Prefeitura de Divinópolis
04/06/2026 – O Tribunal de Contas do Estado de Minas Gerais (TCEMG), na sessão da Segunda Câmara dessa terça-feira, 2 de junho, aplicou multa individual na então secretária municipal de Educação de Divinópolis, Andreia Carla Ferreira Dimas, e no Secretário Executivo do Consórcio Intermunicipal da Área da Sudene (Cimams), Luiz Wanderley dos Santos Lôbo, por irregularidades decorrentes de procedimentos de adesão à ata de registro de preços promovidos pela Secretaria de Educação do município.
O colegiado confirmou a decisão do conselheiro em exercício Adonias Monteiro, que, ao analisar o processo de Representação n. 1135505, em conformidade com o órgão técnico da Casa, julgou procedentes, entre outros apontamentos de irregularidades encaminhados pelo então vereador Ademir José da Silva, a ausência de declaração de vantajosidade nos procedimentos de adesão n. 202 e 203/2021; autorização para adesão a ata de registro de preços ainda não celebrada bem como a ata de registro de preços vencida.
O TCE também considerou procedentes apontamentos como aquisição de bens em quantidade superior à autorizada no momento da adesão; o descumprimento das condições contratuais de pagamento e a ausência de planejamento das compras públicas, assinados pela secretária de Educação.
Entre um dos argumentos que fundamentaram a decisão, o TCE alegou que a inobservância de normas claras quanto à obrigatoriedade de pesquisa de preços e a comprovação da vantajosidade em adesões à atas é um erro grosseiro.
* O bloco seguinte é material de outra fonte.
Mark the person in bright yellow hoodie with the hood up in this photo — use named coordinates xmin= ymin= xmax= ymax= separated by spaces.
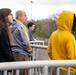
xmin=47 ymin=10 xmax=76 ymax=75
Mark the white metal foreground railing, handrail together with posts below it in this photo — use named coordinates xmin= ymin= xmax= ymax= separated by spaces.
xmin=0 ymin=60 xmax=76 ymax=75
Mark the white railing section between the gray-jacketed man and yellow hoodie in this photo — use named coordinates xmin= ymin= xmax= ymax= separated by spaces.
xmin=31 ymin=42 xmax=47 ymax=75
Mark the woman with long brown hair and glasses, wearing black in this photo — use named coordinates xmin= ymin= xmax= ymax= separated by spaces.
xmin=0 ymin=8 xmax=14 ymax=75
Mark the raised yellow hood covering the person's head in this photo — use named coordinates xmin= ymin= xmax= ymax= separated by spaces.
xmin=56 ymin=11 xmax=74 ymax=32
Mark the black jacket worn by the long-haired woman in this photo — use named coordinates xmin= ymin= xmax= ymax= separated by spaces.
xmin=0 ymin=25 xmax=14 ymax=62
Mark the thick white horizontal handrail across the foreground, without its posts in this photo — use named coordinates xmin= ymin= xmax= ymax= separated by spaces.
xmin=0 ymin=60 xmax=76 ymax=70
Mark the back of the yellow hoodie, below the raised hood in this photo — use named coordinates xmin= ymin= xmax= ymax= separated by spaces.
xmin=50 ymin=30 xmax=75 ymax=60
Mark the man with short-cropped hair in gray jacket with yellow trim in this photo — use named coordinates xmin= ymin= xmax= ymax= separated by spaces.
xmin=10 ymin=10 xmax=32 ymax=75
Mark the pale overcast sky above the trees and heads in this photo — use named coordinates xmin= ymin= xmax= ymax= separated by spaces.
xmin=0 ymin=0 xmax=76 ymax=20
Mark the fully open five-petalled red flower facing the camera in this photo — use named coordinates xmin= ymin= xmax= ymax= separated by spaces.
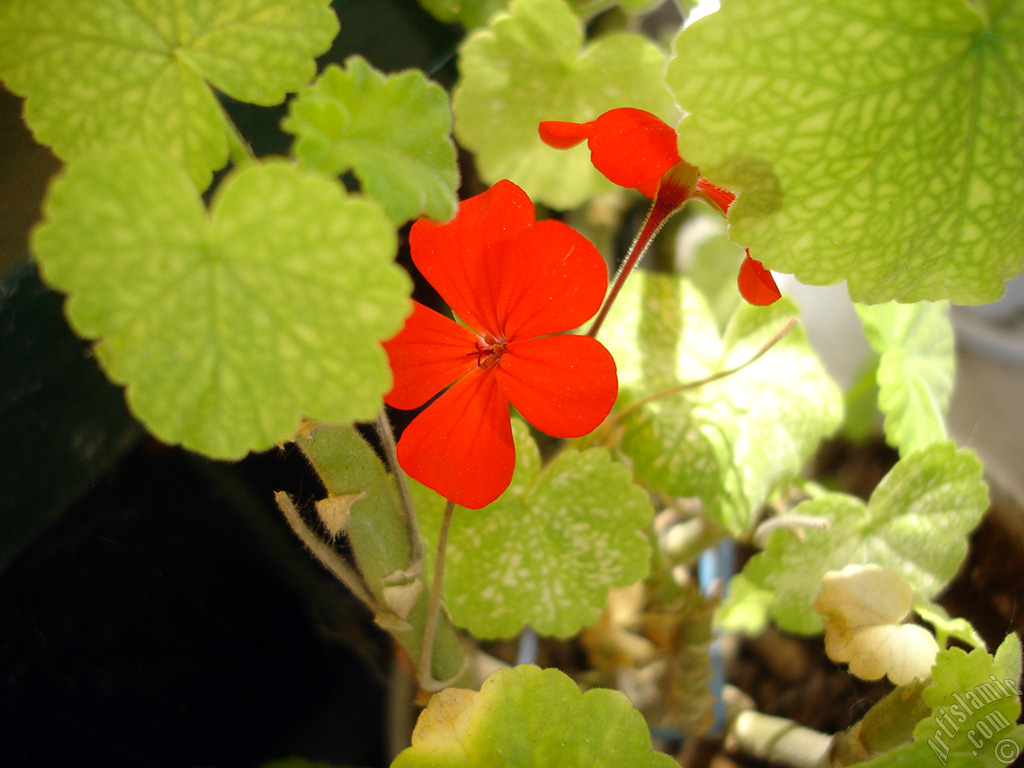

Complementou que a adesão a ata de registro de preços ainda inexistente “evidencia falha grave no dever de diligência que se espera do agente público responsável pela instrução e condução da contratação, porquanto a adesão pressupõe, necessariamente, a existência prévia de ata regularmente formalizada e vigente”.
Por essas razões, e em virtude de apontamentos que não evidenciam erros grosseiros, sujeitos a multa, a Corte de Contas multou a secretária municipal da Educação no montante de R$ 8 mil, e o secretário executivo do Cimams em R$ 6 mil, tendo proposto recomendações à administração municipal e ao consórcio público com o objetivo de que observem o regime jurídico da Lei n. 14.133/2021 e os princípios da legalidade, do planejamento e da vinculação ao instrumento convocatório (edital), de modo a garantir a regularidade das contratações.